简体   繁体   中英

Convert HTML table to text

I'm working on a project that requires to convert html email into text. Below is a simplified version of the HTML code:

<table>
    <tr>
        <td width="10%"></td>
        <td width="60%"> test product </td>
        <td width="20%">5</td>
        <td width="10%"> £50.00 </td>
    </tr>
    <tr>
        <td></td>
        <td colspan="3" width="100%"> Project Name: Test Project </td>
    </tr>
    <tr>
        <td width="10%"> </td>
        <td colspan="2" width="80%"> Page 1 : 01 New York 1.jpg </td>
        <td width="10%"> £0.00 </td>
    </tr>
</table>

The expected outcome should look like this in a text file (with columns aligned nicely):

test product                                      5            £50.00
Project Name: Test Project                                                            
Page 1 :  01 New York 1.jpg                                    £0.00

My idea is parsing the HTML content by DOMDocument. Then I will set a default width for the table (ie: 100 spaces) then convert the width of each column from % to number of spaces (based on colspan & width attribute of <td> tag). Then I will subtract these column width to strlen of the data in each column to archive the number of spaces I need to pad_right to the string to make everything align vertically.

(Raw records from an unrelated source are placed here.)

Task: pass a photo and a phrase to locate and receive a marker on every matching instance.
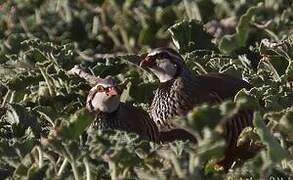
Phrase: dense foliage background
(42, 115)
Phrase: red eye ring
(100, 88)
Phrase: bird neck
(105, 120)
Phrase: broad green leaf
(275, 152)
(230, 43)
(78, 124)
(188, 36)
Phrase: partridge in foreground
(179, 91)
(104, 102)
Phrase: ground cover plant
(43, 122)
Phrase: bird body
(128, 118)
(179, 91)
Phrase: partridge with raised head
(179, 91)
(103, 101)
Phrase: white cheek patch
(104, 103)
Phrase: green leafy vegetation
(43, 122)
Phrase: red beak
(148, 61)
(112, 91)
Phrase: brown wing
(139, 122)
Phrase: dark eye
(100, 88)
(162, 56)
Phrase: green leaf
(188, 36)
(275, 152)
(231, 43)
(78, 124)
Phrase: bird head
(165, 63)
(103, 97)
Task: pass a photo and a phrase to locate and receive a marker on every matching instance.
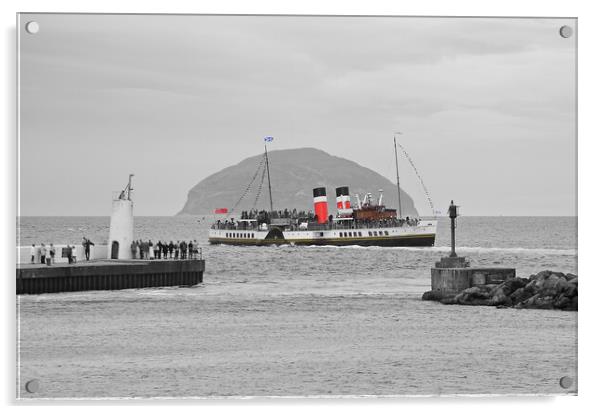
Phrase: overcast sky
(486, 106)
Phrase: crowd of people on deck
(165, 250)
(259, 215)
(297, 218)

I have been working that way, hasn't been archived what I want but just wondering if it is stupid or anyone knows a better way please help me out.

Also when it comes to Multibyte languages (Japanese, Korean etc...) I don't think my approach would work because their characters will be bigger than one space and it end up a mess.

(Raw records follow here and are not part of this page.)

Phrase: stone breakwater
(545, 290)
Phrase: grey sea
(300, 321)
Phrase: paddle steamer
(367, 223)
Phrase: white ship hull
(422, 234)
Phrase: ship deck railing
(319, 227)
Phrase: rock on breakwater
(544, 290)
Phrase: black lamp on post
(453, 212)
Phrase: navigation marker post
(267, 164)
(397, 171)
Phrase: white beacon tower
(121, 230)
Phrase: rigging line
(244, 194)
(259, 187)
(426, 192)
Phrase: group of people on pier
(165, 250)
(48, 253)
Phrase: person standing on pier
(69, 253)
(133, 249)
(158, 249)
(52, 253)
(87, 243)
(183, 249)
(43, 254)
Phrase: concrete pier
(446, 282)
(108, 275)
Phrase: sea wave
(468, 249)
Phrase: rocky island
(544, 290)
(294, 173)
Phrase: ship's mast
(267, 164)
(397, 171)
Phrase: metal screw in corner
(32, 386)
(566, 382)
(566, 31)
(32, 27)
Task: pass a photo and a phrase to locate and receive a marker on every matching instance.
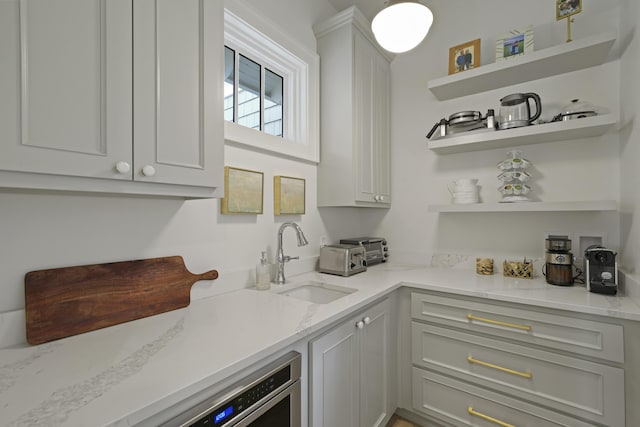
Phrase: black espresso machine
(559, 261)
(602, 270)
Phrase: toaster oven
(376, 250)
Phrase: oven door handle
(295, 412)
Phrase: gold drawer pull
(496, 322)
(488, 418)
(499, 368)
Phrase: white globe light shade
(401, 26)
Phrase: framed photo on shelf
(514, 43)
(465, 56)
(566, 8)
(243, 191)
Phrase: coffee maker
(559, 261)
(602, 270)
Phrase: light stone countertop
(123, 374)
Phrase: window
(256, 108)
(271, 99)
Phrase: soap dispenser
(263, 273)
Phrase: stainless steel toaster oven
(376, 250)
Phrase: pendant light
(401, 25)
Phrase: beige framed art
(514, 43)
(288, 195)
(465, 56)
(243, 190)
(566, 8)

Can someone help me out please?

Don't reinvent the wheel. Table rendering is difficult, rendering tables using only text is even more difficult. To clarify the complexity of a text-based table renderer that offers all the features of HTML, take a look at w3m, which is open source: these 3000 lines of code are there only to display html tables.

Transform HTML to Text

There are textbased browsers that can be used by command line, like lynx. You could fwrite your html table into a file, pass that file into the textbased browser and take its output.

Note: textbased browsers are generally used in a shell, which generally displays in monospace. This remains a prerequisite.

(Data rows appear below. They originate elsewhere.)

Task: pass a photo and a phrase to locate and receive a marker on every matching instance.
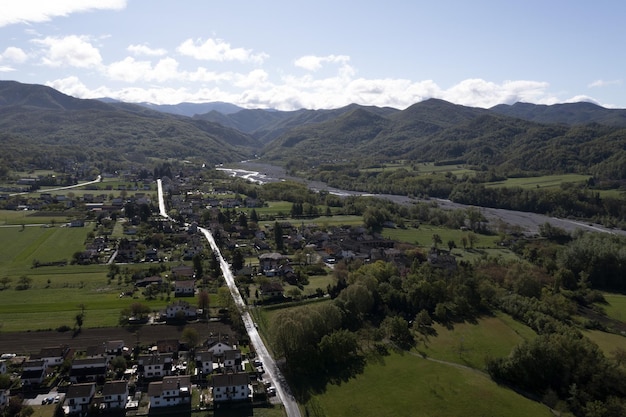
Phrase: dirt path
(25, 343)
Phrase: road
(69, 187)
(528, 222)
(269, 364)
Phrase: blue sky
(324, 54)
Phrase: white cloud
(145, 50)
(72, 50)
(218, 50)
(24, 11)
(131, 70)
(14, 54)
(603, 83)
(314, 63)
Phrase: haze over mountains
(40, 122)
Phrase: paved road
(269, 364)
(69, 187)
(529, 222)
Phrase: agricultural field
(404, 384)
(545, 181)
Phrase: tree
(203, 302)
(437, 240)
(278, 236)
(238, 260)
(190, 337)
(5, 282)
(23, 283)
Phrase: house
(182, 272)
(218, 348)
(4, 397)
(168, 346)
(271, 290)
(53, 356)
(114, 395)
(89, 369)
(270, 263)
(185, 288)
(180, 309)
(155, 365)
(79, 397)
(204, 362)
(171, 391)
(231, 387)
(33, 372)
(232, 360)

lynx and w3m are both available on Windows and you don't need to "install" them, you just need to have the executables and the permission to run them from PHP.

code example:

<?php
$table = '<table><tr><td>foo</td><td>bar</td></tr></table>'; //this contains your table
$html = "<html><body>$table</body></html>";

//write html file
$tmpfname = tempnam(sys_get_temp_dir(), "tblemail");

$handle = fopen($tmpfname, "w");
fwrite($handle, $html);
fclose($handle);

$myTextTable = shell_exec("w3m.exe -dump \"$tmpfname\"");
unlink($tmpfname);

w3m.exe needs to be in your working directory.

(didn't try it)

Render a Text table

If you want a native PHP solution, there's also at least one framework ( https://github.com/c9s/CLIFramework ) aimed at console applications for PHP which has a table renderer.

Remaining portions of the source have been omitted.